Tamsin Austin from the Summertyne Americana festival made the comments as part of a panel at the Americana Music Association (AMA) UK conference exploring the live music and festival scene for the genre.

She said that while the wider music industry appears to have ongoing concerns around diversity and gender splits on line ups and bills, the Americana scene is almost the opposite.

Tamsin said: ‘I know the story from Leeds and Reading Festivals only having two female artists in their bill. If I had compiled the same statistics for our event, it would have been totally the opposite.

‘Diversity is an essential consideration for a festival programmer and this goes beyond gender but ethnic diversity too. You have to think about it and I think festival promoters have a duty to think about it.
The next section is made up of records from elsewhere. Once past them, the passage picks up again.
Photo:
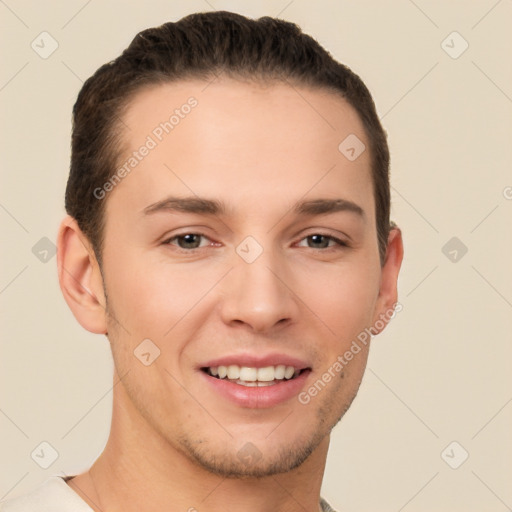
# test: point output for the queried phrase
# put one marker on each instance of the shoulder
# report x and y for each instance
(325, 506)
(53, 495)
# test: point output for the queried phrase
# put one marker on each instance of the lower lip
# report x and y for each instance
(258, 397)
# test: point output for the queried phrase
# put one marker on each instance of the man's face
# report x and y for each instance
(273, 278)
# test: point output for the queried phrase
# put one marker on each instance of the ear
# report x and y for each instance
(388, 294)
(80, 277)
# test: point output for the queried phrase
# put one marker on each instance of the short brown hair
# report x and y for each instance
(202, 45)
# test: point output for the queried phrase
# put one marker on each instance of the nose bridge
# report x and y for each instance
(257, 295)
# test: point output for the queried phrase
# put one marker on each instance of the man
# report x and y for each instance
(229, 233)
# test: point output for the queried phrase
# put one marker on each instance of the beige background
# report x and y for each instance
(440, 373)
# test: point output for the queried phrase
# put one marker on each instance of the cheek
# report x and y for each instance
(150, 297)
(343, 297)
It doesn’t mean to sound like it’s a dutiful thing but it just is, it’s 2017 and you need to look at your programming and make sure you’ve got a balance. It’s not healthy to do otherwise.’

Paul Spencer from the Maverick Festival agreed, saying: ‘I always find that there are a lot of great female artists out there - always. To the extent where I usually sometimes think I need to add more men to the bill.’

The panel also agreed on the importance of specialist festivals as ‘incubators’ for new musical talent.

Tamsin said: ‘Summertyne has been a great opportunity to have amazing acts on as younger artists, then watch them grow. It helps feed a very healthy programme - it’s tough to book but we are taken seriously as an event showcasing new talent.’

Read our previous story on the importance of radio in breaking new talent.

The AMA-UK is the organisation behind the event, a professional trade association representing and advocating for the voice of American roots music in the UK.